Just a quick announcement to say your questions are all answered, here:
Also, next chapter should be up over the next week or so, barring any unforeseen calamaties. :)
A/N: Sorry, guys. Once again, I’m very slow at getting updates out. :( Going to try and update more regularly now the holidays are here, though. :)
When I return home, my parents are arguing.
Or rather, my mum is shouting and my father, like always, remains as silent as a stone.
I think about turning around and leaving again, but my feet are frozen in place.

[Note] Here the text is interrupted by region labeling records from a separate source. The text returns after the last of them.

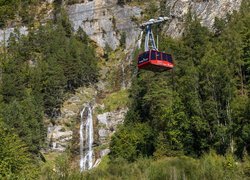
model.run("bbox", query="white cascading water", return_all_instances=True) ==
[137,31,143,49]
[121,62,126,89]
[80,105,94,172]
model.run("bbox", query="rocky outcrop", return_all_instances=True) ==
[97,109,127,144]
[68,0,142,49]
[0,26,28,46]
[165,0,242,37]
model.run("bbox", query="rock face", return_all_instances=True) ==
[165,0,242,37]
[97,109,127,144]
[47,125,73,152]
[0,26,28,46]
[68,0,142,49]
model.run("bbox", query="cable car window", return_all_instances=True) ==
[138,54,143,64]
[156,51,161,60]
[150,51,156,60]
[162,53,167,61]
[167,54,173,63]
[143,51,149,62]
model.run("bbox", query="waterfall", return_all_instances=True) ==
[137,31,143,49]
[80,104,94,172]
[121,62,126,89]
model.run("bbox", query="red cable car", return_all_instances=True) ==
[137,50,174,72]
[137,17,174,72]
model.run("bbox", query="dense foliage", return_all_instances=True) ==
[110,1,250,161]
[43,152,250,180]
[0,14,97,177]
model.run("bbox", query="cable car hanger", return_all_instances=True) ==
[137,17,174,72]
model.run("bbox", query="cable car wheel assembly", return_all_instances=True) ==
[137,17,174,72]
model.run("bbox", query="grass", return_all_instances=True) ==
[40,152,250,180]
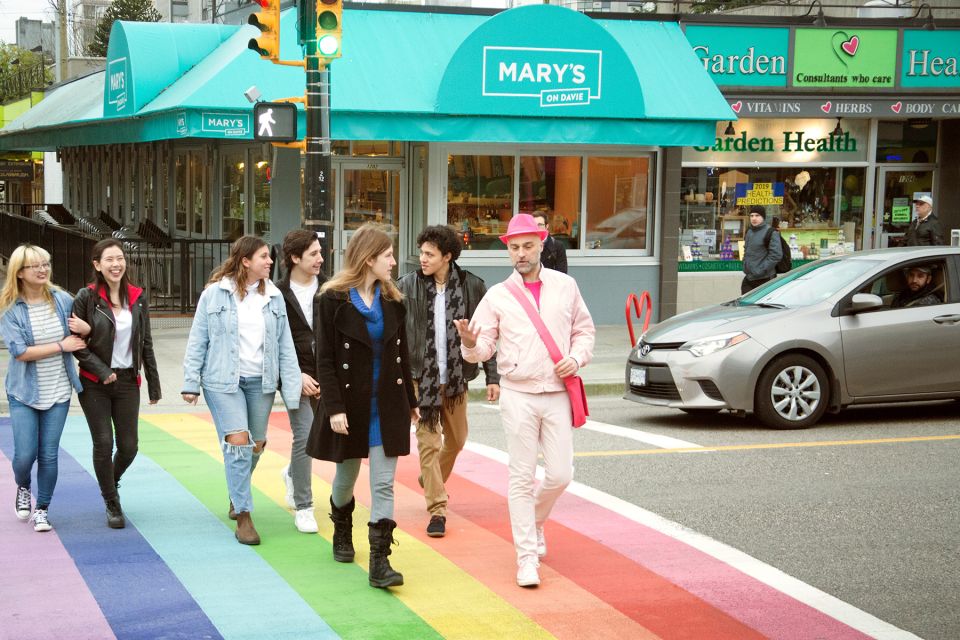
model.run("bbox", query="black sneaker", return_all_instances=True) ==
[427,516,447,538]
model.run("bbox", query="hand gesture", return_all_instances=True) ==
[60,335,87,353]
[330,413,350,436]
[300,373,320,398]
[67,313,91,338]
[453,320,483,349]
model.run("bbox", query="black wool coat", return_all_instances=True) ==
[307,290,417,462]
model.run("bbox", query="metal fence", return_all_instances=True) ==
[0,205,230,314]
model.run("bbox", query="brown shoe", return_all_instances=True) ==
[235,511,260,545]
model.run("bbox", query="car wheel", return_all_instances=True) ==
[754,354,830,429]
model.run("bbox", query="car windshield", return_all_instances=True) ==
[736,258,882,307]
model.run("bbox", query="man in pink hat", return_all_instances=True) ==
[454,213,596,587]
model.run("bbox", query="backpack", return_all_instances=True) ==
[763,227,793,273]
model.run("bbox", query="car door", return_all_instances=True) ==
[840,257,960,398]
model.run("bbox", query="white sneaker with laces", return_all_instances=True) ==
[17,487,33,522]
[33,509,53,531]
[537,527,547,558]
[280,465,297,509]
[294,507,320,533]
[517,558,540,587]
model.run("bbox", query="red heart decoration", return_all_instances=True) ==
[840,36,860,56]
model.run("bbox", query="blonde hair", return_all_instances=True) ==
[0,244,60,312]
[320,223,403,302]
[207,236,267,300]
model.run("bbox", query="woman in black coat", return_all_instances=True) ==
[307,224,420,588]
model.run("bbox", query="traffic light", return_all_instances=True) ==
[317,0,343,59]
[247,0,280,60]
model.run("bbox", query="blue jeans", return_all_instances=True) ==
[203,376,276,513]
[9,396,70,507]
[330,446,397,522]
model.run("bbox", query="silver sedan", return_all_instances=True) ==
[624,247,960,429]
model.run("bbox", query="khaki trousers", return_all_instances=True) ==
[417,385,467,516]
[500,387,573,562]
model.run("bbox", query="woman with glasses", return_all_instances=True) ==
[74,238,160,529]
[0,244,90,531]
[307,224,420,588]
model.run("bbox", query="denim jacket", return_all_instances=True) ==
[182,278,303,408]
[0,290,83,406]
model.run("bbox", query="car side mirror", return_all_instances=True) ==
[848,293,883,313]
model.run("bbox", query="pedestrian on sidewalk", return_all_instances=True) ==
[307,224,420,588]
[454,214,596,587]
[277,229,327,533]
[397,225,500,538]
[0,244,90,531]
[181,236,302,545]
[73,238,161,529]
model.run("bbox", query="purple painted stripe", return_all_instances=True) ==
[0,420,222,640]
[0,432,114,640]
[454,449,870,640]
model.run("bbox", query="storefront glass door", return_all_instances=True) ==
[876,165,933,248]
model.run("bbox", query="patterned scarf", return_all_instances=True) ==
[419,264,467,432]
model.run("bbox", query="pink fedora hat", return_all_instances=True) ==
[500,213,547,244]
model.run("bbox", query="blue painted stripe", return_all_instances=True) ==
[0,417,221,640]
[61,417,339,640]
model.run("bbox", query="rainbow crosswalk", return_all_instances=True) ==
[0,412,906,640]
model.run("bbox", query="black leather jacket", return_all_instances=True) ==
[73,285,160,401]
[397,262,500,384]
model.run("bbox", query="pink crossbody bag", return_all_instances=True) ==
[504,281,590,427]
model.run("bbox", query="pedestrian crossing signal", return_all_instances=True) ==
[247,0,280,60]
[253,102,298,142]
[317,0,343,60]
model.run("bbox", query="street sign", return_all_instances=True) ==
[253,102,298,142]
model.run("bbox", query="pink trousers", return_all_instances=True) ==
[500,387,573,562]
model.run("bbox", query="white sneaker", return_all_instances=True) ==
[537,527,547,558]
[280,465,297,509]
[517,558,540,587]
[33,509,53,531]
[294,507,320,533]
[16,487,33,522]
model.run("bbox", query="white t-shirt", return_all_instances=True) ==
[290,278,320,329]
[234,283,270,377]
[110,306,133,369]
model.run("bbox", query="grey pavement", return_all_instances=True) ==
[0,318,630,414]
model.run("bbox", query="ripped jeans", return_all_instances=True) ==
[203,376,276,513]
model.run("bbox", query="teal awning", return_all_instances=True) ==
[0,5,736,150]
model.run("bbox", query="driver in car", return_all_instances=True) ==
[890,265,943,309]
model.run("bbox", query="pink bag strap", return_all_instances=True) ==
[503,280,563,364]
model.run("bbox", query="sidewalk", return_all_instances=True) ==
[0,319,630,414]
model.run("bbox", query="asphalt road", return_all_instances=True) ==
[469,396,960,640]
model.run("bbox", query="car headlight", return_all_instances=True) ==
[680,331,750,358]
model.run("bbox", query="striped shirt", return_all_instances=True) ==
[27,302,73,411]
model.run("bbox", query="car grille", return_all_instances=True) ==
[697,380,724,402]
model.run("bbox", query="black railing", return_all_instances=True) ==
[0,205,230,314]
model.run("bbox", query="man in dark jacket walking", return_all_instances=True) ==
[397,225,500,538]
[740,205,783,294]
[903,196,946,247]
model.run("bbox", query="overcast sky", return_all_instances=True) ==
[0,0,53,44]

Mum’s voice is muffled by the heavy wood of their bedroom door, but I can make out snatches of fury.
“… can’t believe you…”
Carefully, silently, I shut the front door. My hands are trembling and there’s a tightness in my chest that won’t go away. My parents never argue – not that I’ve heard, anyway. Mum usually tries to keep things in the house as calm as possible.
“… a damn idiot!”
But not today.
I creep over to the bottom of the stairs, heart thudding. A large part of me wants to hang around and eavesdrop some more, but an even larger part of me wants to run upstairs, burrow under my duvet and not come out until it’s safe. And Jed always tells me I’m brave. Pah.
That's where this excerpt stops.